A major Yahoo shareholder passed over for a seat on the troubled Internet company’s board is blasting the decision as “illogical.”
Hedge fund manager Daniel Loeb described the snub as a glaring example of shoddy corporate governance in a Wednesday letter to Yahoo CEO Scott Thompson.
Loeb contends he would have been a better representative for Yahoo Inc. shareholders because he controls a 5.8 percent stake in the company through his fund, Third Point LLC. Loeb has spent about $1 billion buying Yahoo shares since September.
Loeb says in his letter that Thompson told him he was rejected because his “experience would not be additive.” Thompson also told Loeb that Third Point’s Yahoo holdings might give Loeb an incentive to recommend actions focused on short-term gains instead of strategy that would be produce better long-term returns for Yahoo and its shareholders, according to Loeb’s letter.
“Only in an illogical Alice-in-Wonderland world would a shareholder be deemed to be conflicted from representing the interests of other shareholders because he is, well, a shareholder too,” Loeb wrote.
Yahoo reiterated that it had been willing to add one of Loeb’s preferred candidates, turnaround specialist Harry Wilson, to its board, as well as one other director acceptable to both the company and Third Point. Loeb rebuffed that suggestion.
Yahoo said in a statement that the board remains open to hearing Third Point’s ideas and to working constructively with Third Point, as with all of its shareholders.

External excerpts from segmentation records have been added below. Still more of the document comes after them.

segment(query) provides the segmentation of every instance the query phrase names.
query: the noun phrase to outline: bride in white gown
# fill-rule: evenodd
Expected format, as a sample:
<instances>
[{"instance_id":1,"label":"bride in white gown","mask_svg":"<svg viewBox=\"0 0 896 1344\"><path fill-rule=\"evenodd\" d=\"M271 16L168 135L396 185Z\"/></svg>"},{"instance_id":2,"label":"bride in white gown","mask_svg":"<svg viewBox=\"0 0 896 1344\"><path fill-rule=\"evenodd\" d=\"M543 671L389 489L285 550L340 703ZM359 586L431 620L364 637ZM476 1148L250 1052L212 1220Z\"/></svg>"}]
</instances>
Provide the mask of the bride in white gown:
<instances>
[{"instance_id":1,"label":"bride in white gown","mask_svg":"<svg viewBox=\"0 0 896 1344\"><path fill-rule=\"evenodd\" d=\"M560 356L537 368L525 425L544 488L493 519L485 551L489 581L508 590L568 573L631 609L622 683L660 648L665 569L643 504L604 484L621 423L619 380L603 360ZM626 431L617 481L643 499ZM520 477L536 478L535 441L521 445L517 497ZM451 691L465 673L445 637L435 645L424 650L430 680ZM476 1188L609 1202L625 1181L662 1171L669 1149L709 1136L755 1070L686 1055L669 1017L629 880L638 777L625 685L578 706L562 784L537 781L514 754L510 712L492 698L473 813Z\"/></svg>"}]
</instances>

In his letter, Loeb defended his record as an investor who has held stock in other companies for several years. He also pointed out that Third Point’s substantial stake in Yahoo gave him a greater incentive to do what’s right for shareholders than the company’s other directors.
Loeb still hopes to get his way by leading a rebellion against Yahoo. To get himself, Wilson and two other candidates elected to Yahoo’s board, Loeb has launched a campaign that’s likely to include brickbats similar to Wednesday’s letter for several months.
Some analyst are worried the theatrics will distract Thompson as he tries to overhaul Yahoo’s operations and snap the company out of a financial funk that has depressed its stock for years.
Unless a truce is reached, the dispute over the composition of Yahoo’s board will culminate at the company’s annual meeting. Yahoo typically holds the meeting in June, although the company delayed it until August the last time its board faced challengers.
Yahoo has shaken things up since hiring Thompson in January by naming six new directors, including the CEO. Also in January, company co-founder Jerry Yang resigned from the board. And four other longtime directors, including Chairman Roy Bostock, will step down at the annual meeting.
Yahoo shares shed 11 cents Wednesday to close at $15.32.